Azure / azure-sdk-for-python

This repository is for active development of the Azure SDK for Python. For consumers of the SDK we recommend visiting our public developer docs at https://learn.microsoft.com/python/azure/ or our versioned developer docs at https://azure.github.io/azure-sdk-for-python.
MIT License
4.63k stars 2.83k forks source link

Add `PyArrow.table` or `PyArrow.dataset` as options for return objects in `MLTable` #32920

Open ion-elgreco opened 1 year ago

ion-elgreco commented 1 year ago

Is your feature request related to a problem? Please describe. It's currently not possible to return a PyArrowtable or PyArrowdataset with the MLTable library. This is very annoying because I can see in the code there is a Rust reader for deltalake (probably using delta-rs), which returns PyArrowrecordbatches and these are converted to a Pandas dataframe. There are better libraries nowadays that use arrow as memory format such as Polars.
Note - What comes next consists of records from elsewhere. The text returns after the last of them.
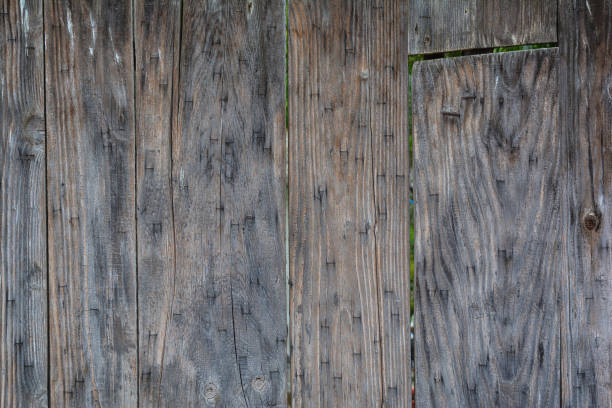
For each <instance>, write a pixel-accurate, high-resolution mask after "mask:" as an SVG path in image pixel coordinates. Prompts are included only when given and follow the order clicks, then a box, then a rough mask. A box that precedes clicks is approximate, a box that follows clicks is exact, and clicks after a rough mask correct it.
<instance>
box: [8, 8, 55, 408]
mask: <svg viewBox="0 0 612 408" xmlns="http://www.w3.org/2000/svg"><path fill="white" fill-rule="evenodd" d="M42 31H43V19H42V2H41V1H39V0H31V1H22V2H21V3H18V2H16V1H12V2H11V1H6V0H4V1H0V407H45V406H47V367H48V366H47V363H48V360H47V236H46V210H45V208H46V207H45V117H44V116H45V112H44V109H45V108H44V107H45V105H44V75H43V72H44V59H43V55H44V49H43V47H44V44H43V35H42V34H43V32H42Z"/></svg>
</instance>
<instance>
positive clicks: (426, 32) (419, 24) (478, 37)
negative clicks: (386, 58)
mask: <svg viewBox="0 0 612 408" xmlns="http://www.w3.org/2000/svg"><path fill="white" fill-rule="evenodd" d="M408 3H409V4H410V10H409V13H408V16H409V19H410V21H409V23H408V26H407V28H408V31H409V32H410V40H409V46H408V49H409V53H410V54H423V53H436V52H448V51H454V50H461V49H472V48H493V47H500V46H509V45H521V44H536V43H545V42H555V41H557V4H556V3H554V2H550V1H547V0H513V1H499V0H468V1H448V0H410V1H409V2H408Z"/></svg>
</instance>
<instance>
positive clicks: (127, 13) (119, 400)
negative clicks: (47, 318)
mask: <svg viewBox="0 0 612 408" xmlns="http://www.w3.org/2000/svg"><path fill="white" fill-rule="evenodd" d="M131 8H132V6H131V4H130V3H129V2H122V1H115V2H89V1H78V2H71V1H68V0H48V1H45V5H44V10H45V41H46V54H45V57H46V113H47V132H48V133H47V149H48V150H47V151H48V156H47V157H48V173H47V181H48V201H47V208H48V217H49V303H50V305H49V307H50V311H49V315H50V322H49V326H50V328H49V330H50V352H49V353H50V377H51V378H50V386H51V389H50V405H52V406H65V407H68V406H70V407H93V406H96V407H99V406H116V407H122V406H136V404H137V394H138V392H137V391H138V388H137V335H136V331H137V322H136V256H135V253H136V247H135V246H136V242H135V241H136V230H135V194H134V190H135V177H134V174H135V171H134V170H135V162H134V156H135V150H134V149H135V143H134V109H133V107H134V95H133V91H134V84H133V78H134V71H133V50H132V29H131V27H132V14H131Z"/></svg>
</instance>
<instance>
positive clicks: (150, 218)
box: [134, 0, 181, 407]
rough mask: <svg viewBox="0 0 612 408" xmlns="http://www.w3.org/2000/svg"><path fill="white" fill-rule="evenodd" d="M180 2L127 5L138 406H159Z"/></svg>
mask: <svg viewBox="0 0 612 408" xmlns="http://www.w3.org/2000/svg"><path fill="white" fill-rule="evenodd" d="M180 4H181V3H180V1H179V0H171V1H167V0H154V1H150V0H136V1H135V2H134V52H135V62H136V63H135V81H134V82H135V100H136V105H135V114H136V190H137V195H136V197H137V198H136V200H137V203H136V205H137V209H136V216H137V238H138V259H137V262H138V348H139V350H138V355H139V360H138V361H139V367H138V375H139V402H140V406H144V407H153V406H159V399H160V397H161V396H160V384H161V375H162V359H163V356H164V354H163V353H164V350H163V346H164V340H165V331H164V330H165V327H166V326H167V324H168V321H169V319H170V318H171V310H170V302H171V299H172V287H173V286H172V284H173V279H174V277H175V274H176V270H175V256H174V251H175V245H174V218H173V212H172V211H173V208H172V181H171V169H172V161H171V160H172V146H171V143H172V126H173V125H172V121H173V119H175V117H176V115H174V114H175V112H176V108H175V107H176V100H177V98H178V91H177V90H176V88H177V86H176V81H177V80H178V60H179V41H180V22H181V14H180V12H181V8H180Z"/></svg>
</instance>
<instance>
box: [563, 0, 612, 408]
mask: <svg viewBox="0 0 612 408" xmlns="http://www.w3.org/2000/svg"><path fill="white" fill-rule="evenodd" d="M559 12H560V13H561V14H560V19H559V22H560V38H559V48H560V57H561V58H560V67H559V69H560V70H559V74H560V78H559V84H560V85H559V94H560V102H559V103H560V107H561V123H560V126H561V130H562V135H563V137H564V138H565V140H567V143H568V159H569V191H568V195H567V200H568V202H569V215H568V216H567V217H566V219H567V220H568V221H569V231H568V245H569V246H568V257H569V274H568V275H566V276H564V278H566V279H565V280H564V282H563V300H562V305H563V307H564V313H563V318H564V322H563V330H562V339H563V355H564V358H563V360H562V379H563V384H562V390H563V394H562V404H561V405H562V406H563V407H610V406H612V251H611V250H610V246H611V245H612V213H611V208H610V203H611V202H612V1H610V0H589V1H586V0H562V1H560V2H559Z"/></svg>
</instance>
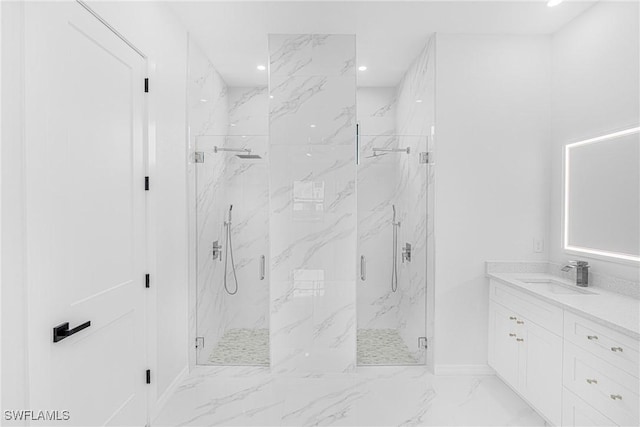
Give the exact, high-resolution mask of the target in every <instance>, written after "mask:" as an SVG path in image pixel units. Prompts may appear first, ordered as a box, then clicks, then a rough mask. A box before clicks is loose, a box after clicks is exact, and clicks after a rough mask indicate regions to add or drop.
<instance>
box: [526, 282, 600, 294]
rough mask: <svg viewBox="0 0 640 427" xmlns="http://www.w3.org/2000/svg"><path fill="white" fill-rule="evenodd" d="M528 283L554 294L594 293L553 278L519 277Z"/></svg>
mask: <svg viewBox="0 0 640 427" xmlns="http://www.w3.org/2000/svg"><path fill="white" fill-rule="evenodd" d="M519 280H520V281H521V282H523V283H525V284H527V285H535V287H536V288H541V287H542V288H544V290H546V291H549V292H551V293H553V294H559V295H594V293H593V292H591V291H588V290H586V289H584V288H579V287H577V286H570V285H567V284H565V283H562V282H558V281H556V280H553V279H546V278H545V279H542V278H541V279H519Z"/></svg>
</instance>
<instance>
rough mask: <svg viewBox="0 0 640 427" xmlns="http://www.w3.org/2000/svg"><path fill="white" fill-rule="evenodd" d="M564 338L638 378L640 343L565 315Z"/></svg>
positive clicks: (611, 331) (603, 326) (637, 341)
mask: <svg viewBox="0 0 640 427" xmlns="http://www.w3.org/2000/svg"><path fill="white" fill-rule="evenodd" d="M564 337H565V339H567V340H569V341H571V342H572V343H573V344H575V345H577V346H579V347H581V348H583V349H585V350H587V351H589V352H591V353H593V354H595V355H596V356H598V357H601V358H602V359H604V360H606V361H607V362H609V363H611V364H612V365H614V366H617V367H618V368H620V369H624V370H625V371H626V372H628V373H629V374H631V375H633V376H635V377H636V378H637V377H638V376H639V375H640V374H639V373H638V369H639V367H638V360H639V359H640V357H639V349H638V347H639V346H640V342H639V341H637V340H635V339H633V338H631V337H628V336H626V335H623V334H621V333H619V332H616V331H614V330H612V329H610V328H607V327H606V326H603V325H600V324H598V323H595V322H592V321H591V320H587V319H584V318H582V317H580V316H576V315H575V314H573V313H569V312H567V313H565V316H564Z"/></svg>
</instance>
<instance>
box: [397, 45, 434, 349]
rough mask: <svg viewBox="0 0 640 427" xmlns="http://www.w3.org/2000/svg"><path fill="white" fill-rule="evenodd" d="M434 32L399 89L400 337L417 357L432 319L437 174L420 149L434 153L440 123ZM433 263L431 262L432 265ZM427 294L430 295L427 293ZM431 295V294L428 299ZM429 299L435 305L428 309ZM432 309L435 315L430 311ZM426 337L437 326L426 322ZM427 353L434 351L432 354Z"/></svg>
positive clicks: (424, 150)
mask: <svg viewBox="0 0 640 427" xmlns="http://www.w3.org/2000/svg"><path fill="white" fill-rule="evenodd" d="M434 46H435V36H432V37H431V38H430V39H429V40H428V42H427V44H426V46H425V48H424V49H423V51H422V52H421V53H420V55H419V56H418V57H417V58H416V60H415V61H414V63H413V64H412V65H411V67H410V68H409V70H408V71H407V73H406V74H405V76H404V78H403V79H402V82H401V83H400V85H399V86H398V93H397V120H396V123H397V129H398V134H400V135H402V136H400V139H399V146H400V147H402V148H404V147H410V149H411V154H410V155H409V156H401V157H398V158H397V159H398V163H399V164H398V168H399V169H400V176H401V177H403V182H402V183H401V184H400V185H399V192H398V194H397V200H398V205H399V208H400V210H401V212H402V221H403V225H402V227H401V232H400V236H401V237H400V242H401V244H404V243H405V242H408V243H410V244H411V245H412V251H413V253H412V261H411V262H410V263H405V264H403V265H402V267H401V268H400V271H399V273H400V275H399V283H400V284H402V287H401V286H400V285H399V286H398V291H399V293H400V304H399V312H400V313H402V319H401V321H400V325H401V327H400V335H401V336H402V338H403V339H404V340H405V343H406V344H407V346H408V347H409V349H412V350H413V349H415V352H416V353H415V354H416V356H420V357H421V358H423V357H424V352H423V351H422V350H419V349H417V345H416V342H417V337H419V336H424V334H425V312H426V313H427V319H433V316H432V313H433V306H432V304H433V277H434V276H433V268H432V265H431V264H432V261H433V215H432V214H431V212H433V200H432V198H433V177H434V175H433V172H434V167H433V166H432V165H428V166H427V165H424V164H420V163H419V153H420V152H424V151H433V134H432V129H433V127H434V125H435V63H434V61H435V55H434ZM428 262H429V265H428ZM425 292H426V295H425ZM425 296H426V298H425ZM426 301H429V304H431V305H430V306H428V307H426V306H425V304H426ZM429 311H430V312H431V313H429ZM426 329H427V336H428V338H430V342H431V341H432V340H431V336H430V335H431V334H430V332H431V331H432V330H433V325H431V324H430V323H429V322H427V325H426ZM427 357H429V355H428V354H427Z"/></svg>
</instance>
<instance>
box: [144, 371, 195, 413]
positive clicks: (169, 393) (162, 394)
mask: <svg viewBox="0 0 640 427" xmlns="http://www.w3.org/2000/svg"><path fill="white" fill-rule="evenodd" d="M188 374H189V366H185V367H184V369H182V371H180V373H179V374H178V375H176V377H175V378H174V379H173V381H172V382H171V384H169V387H167V389H166V390H165V391H164V393H162V395H161V396H160V397H159V398H158V400H156V403H155V404H154V405H153V409H152V410H151V414H149V415H150V417H149V419H150V420H151V421H152V422H153V421H154V420H155V419H156V417H157V416H158V415H159V414H160V411H162V408H164V405H166V404H167V401H168V400H169V398H170V397H171V396H172V395H173V393H174V392H175V391H176V389H177V388H178V386H179V385H180V383H181V382H182V380H183V379H184V378H185V377H186V376H187V375H188Z"/></svg>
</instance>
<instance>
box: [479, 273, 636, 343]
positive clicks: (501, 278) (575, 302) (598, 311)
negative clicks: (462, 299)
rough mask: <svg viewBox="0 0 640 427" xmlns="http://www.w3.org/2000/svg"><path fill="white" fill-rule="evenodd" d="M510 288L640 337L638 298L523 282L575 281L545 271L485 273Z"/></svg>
mask: <svg viewBox="0 0 640 427" xmlns="http://www.w3.org/2000/svg"><path fill="white" fill-rule="evenodd" d="M487 276H488V277H490V278H492V279H496V280H499V281H500V282H502V283H504V284H506V285H509V286H511V287H513V288H516V289H518V290H521V291H523V292H526V293H528V294H530V295H533V296H535V297H538V298H540V299H542V300H544V301H546V302H549V303H551V304H554V305H557V306H560V307H562V308H564V309H566V310H569V311H572V312H574V313H576V314H579V315H581V316H583V317H586V318H588V319H590V320H593V321H594V322H597V323H601V324H603V325H605V326H608V327H610V328H611V329H615V330H617V331H618V332H621V333H623V334H626V335H629V336H631V337H633V338H635V339H640V300H637V299H635V298H631V297H628V296H624V295H620V294H616V293H614V292H609V291H606V290H603V289H600V288H596V287H587V288H579V289H583V290H585V291H587V292H590V293H589V294H557V293H554V292H551V291H549V290H548V288H547V287H546V286H540V285H541V284H539V283H525V282H524V281H523V279H524V280H527V279H531V280H536V279H552V280H554V281H556V282H561V283H563V284H565V285H568V286H570V287H576V285H575V283H571V282H570V281H568V280H565V279H562V278H560V277H558V276H553V275H551V274H547V273H488V274H487Z"/></svg>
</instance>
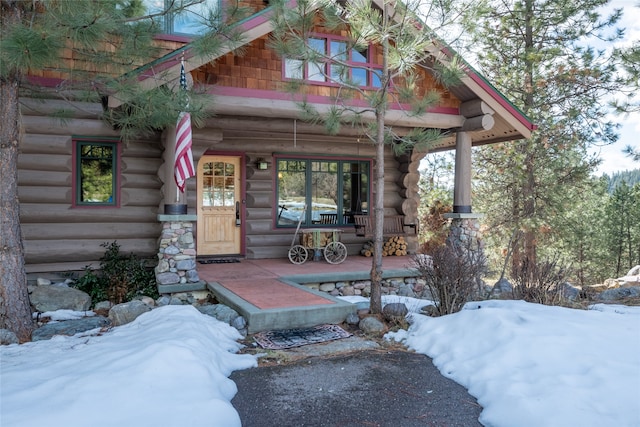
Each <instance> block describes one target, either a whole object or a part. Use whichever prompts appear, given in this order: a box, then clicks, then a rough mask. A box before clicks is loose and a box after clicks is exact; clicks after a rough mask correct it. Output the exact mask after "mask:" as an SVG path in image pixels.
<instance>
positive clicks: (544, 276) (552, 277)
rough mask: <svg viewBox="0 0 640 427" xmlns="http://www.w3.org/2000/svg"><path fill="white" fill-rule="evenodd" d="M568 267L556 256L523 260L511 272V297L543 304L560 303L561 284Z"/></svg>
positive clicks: (555, 303)
mask: <svg viewBox="0 0 640 427" xmlns="http://www.w3.org/2000/svg"><path fill="white" fill-rule="evenodd" d="M568 275H569V269H568V268H567V267H565V266H563V265H562V264H561V263H560V262H559V261H558V258H557V257H556V258H553V259H550V260H544V261H542V262H539V263H532V262H528V261H527V260H523V261H522V262H521V263H519V264H518V265H517V266H515V267H514V268H513V270H512V272H511V276H512V279H513V281H514V287H513V291H512V292H513V298H514V299H520V300H524V301H527V302H533V303H538V304H545V305H561V304H562V302H563V297H562V296H563V294H562V289H563V288H562V286H563V284H564V283H565V282H566V281H567V280H566V278H567V276H568Z"/></svg>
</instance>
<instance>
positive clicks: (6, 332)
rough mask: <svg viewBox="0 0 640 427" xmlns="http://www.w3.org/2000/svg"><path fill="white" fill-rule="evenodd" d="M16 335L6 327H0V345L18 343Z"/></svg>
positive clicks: (13, 343)
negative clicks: (6, 327) (1, 327)
mask: <svg viewBox="0 0 640 427" xmlns="http://www.w3.org/2000/svg"><path fill="white" fill-rule="evenodd" d="M19 342H20V341H19V340H18V336H17V335H16V334H14V333H13V332H11V331H10V330H8V329H0V345H8V344H18V343H19Z"/></svg>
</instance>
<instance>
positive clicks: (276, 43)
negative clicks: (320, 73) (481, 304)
mask: <svg viewBox="0 0 640 427" xmlns="http://www.w3.org/2000/svg"><path fill="white" fill-rule="evenodd" d="M271 4H272V5H273V6H274V8H275V13H274V15H273V16H274V18H273V25H274V31H273V39H272V42H271V47H272V48H273V49H274V50H275V51H277V52H278V53H280V54H282V55H283V56H285V57H286V58H289V59H292V60H295V61H298V64H299V65H300V66H304V64H321V63H326V62H330V63H331V64H332V65H331V71H329V70H327V69H325V71H320V70H321V69H322V67H320V66H318V67H316V68H317V69H318V70H317V71H318V72H321V73H323V74H324V78H326V79H327V81H331V82H333V83H336V84H338V85H339V86H340V90H339V96H337V97H336V98H335V100H334V102H333V104H332V105H331V106H330V107H329V108H328V111H326V112H323V113H320V112H319V111H317V110H316V109H314V108H313V106H311V105H310V104H308V103H307V102H304V101H303V102H301V104H300V108H301V110H302V111H303V112H304V114H305V116H306V119H307V120H309V121H311V122H316V123H323V124H324V125H325V127H326V130H327V132H328V133H330V134H336V133H338V132H339V130H340V127H341V126H342V125H346V124H348V125H354V126H356V125H360V126H362V127H363V132H364V133H365V134H366V135H367V137H368V138H369V139H370V141H371V143H372V144H373V145H374V146H375V147H376V155H375V158H376V161H375V171H374V188H375V199H374V203H373V217H374V220H375V227H374V236H373V241H374V256H373V257H372V267H371V304H370V311H371V312H372V313H381V312H382V302H381V299H382V298H381V297H382V295H381V284H382V243H383V235H382V234H383V221H384V204H383V202H384V199H383V197H384V150H385V146H387V145H392V146H393V148H394V150H395V151H396V153H402V152H406V151H408V150H409V149H416V150H420V149H422V150H425V151H426V150H427V149H428V148H429V146H430V145H431V144H432V143H434V142H436V141H437V140H438V139H439V138H440V134H439V131H437V130H436V131H434V130H420V131H416V132H413V133H411V134H409V135H398V134H394V133H393V131H392V130H391V129H390V127H388V126H385V116H386V112H387V111H388V110H389V104H390V103H391V102H392V101H396V102H401V103H409V102H411V103H412V104H413V107H414V111H412V112H407V114H408V115H410V114H419V113H421V112H424V111H425V110H426V109H427V108H429V107H431V106H433V105H434V104H435V103H437V102H438V99H439V96H438V94H437V93H436V92H435V91H432V92H430V93H428V94H426V95H425V96H424V98H423V99H421V100H417V99H416V98H417V97H416V96H415V93H416V88H417V85H418V84H419V82H418V78H417V77H418V75H419V71H420V70H421V69H425V68H428V69H429V71H430V72H431V73H433V74H434V75H436V76H437V77H438V78H439V80H440V81H441V82H442V83H444V84H445V85H447V84H452V83H453V82H455V81H458V79H459V77H460V75H461V67H460V66H459V65H458V61H457V60H456V59H455V58H454V59H453V60H451V62H450V66H448V67H438V66H429V65H427V64H429V63H431V61H428V59H429V57H430V56H431V55H436V56H439V55H441V54H440V53H439V49H437V48H436V49H434V47H435V46H434V40H436V35H435V33H434V31H433V30H432V29H430V28H429V27H427V26H425V25H424V22H426V21H427V17H425V16H424V15H423V14H422V11H423V10H428V12H429V13H430V15H429V17H430V18H431V21H430V22H434V21H437V22H446V20H447V18H446V16H447V13H442V12H452V10H451V5H450V3H449V2H446V1H445V2H441V3H440V9H439V10H435V9H433V7H432V8H431V9H429V5H427V4H425V3H421V2H416V1H408V2H386V1H385V2H381V3H377V4H380V8H378V7H377V6H375V4H374V2H371V1H369V0H361V1H349V2H341V1H334V0H324V1H308V0H301V1H298V2H297V3H296V5H295V7H294V8H291V4H290V3H288V2H285V1H282V0H279V1H272V2H271ZM315 25H321V26H324V27H325V28H329V29H338V28H340V29H342V30H343V32H344V33H346V34H347V35H348V41H347V47H346V49H347V50H349V49H353V48H359V47H366V46H368V45H369V44H376V45H380V46H381V48H382V68H381V69H375V70H368V71H370V72H373V73H375V74H376V76H377V78H378V80H379V82H380V84H379V88H377V89H376V90H367V91H364V90H362V89H361V88H360V86H359V84H358V82H357V81H355V80H354V79H352V78H349V73H348V72H347V71H348V70H349V69H350V68H354V67H353V65H351V64H349V63H347V62H346V61H345V60H344V59H343V58H340V56H333V57H327V55H325V54H323V53H322V52H320V51H319V50H318V49H315V48H314V47H313V46H312V45H311V44H310V34H311V32H312V31H313V30H314V26H315ZM439 59H444V57H443V56H440V57H439ZM436 63H438V62H437V61H436ZM290 89H291V91H292V92H293V93H300V92H302V91H303V82H302V81H298V82H294V84H293V85H292V87H291V88H290ZM353 97H360V98H359V99H362V100H364V101H365V103H366V106H365V107H364V108H363V109H361V110H360V111H356V110H355V109H354V108H353V106H352V104H350V103H349V101H350V100H351V99H353ZM366 114H368V115H373V116H374V117H375V119H374V120H373V121H372V122H369V123H364V122H363V121H362V118H363V115H366Z"/></svg>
So, it would be way better if we could simply return a PyArrow tableor PyArrow dataset, preferably both because a dataset can be used for lazy execution.

Describe the solution you'd like A clear and concise description of what you want to happen.

Add PyArrow table/dataset as possible return object for the MLTable class. e.g. (to_pyarrow_table, to_pyarrow_dataset 

Describe alternatives you've considered A clear and concise description of any alternative solutions or features you've considered. There are no alternatives, you now have to go through Pandas which is as inefficient as you can be with possible data loss due to type coercion.

iscai-msft commented 1 year ago

Thanks for opening this issue @ion-elgreco , tagging @azureml-github to look io this issue.

YalinLi0312 commented 1 year ago

@ion-elgreco which library are you using? Is this one? azure-data-tables

annatisch commented 1 year ago

@YalinLi0312, no I believe this issue is referring to this package, although it's not maintained in this repo: https://pypi.org/project/mltable/ This issue needs to be routed to the ML folks - I've corrected the labeling. :)

Dekermanjian commented 9 months ago

Hello, this is something I am also interested in seeing added. Are there any updates on this issue?

github-actions[bot] commented 6 months ago

Thanks for the feedback! We are routing this to the appropriate team for follow-up. cc @Azure/azure-ml-sdk @azureml-github.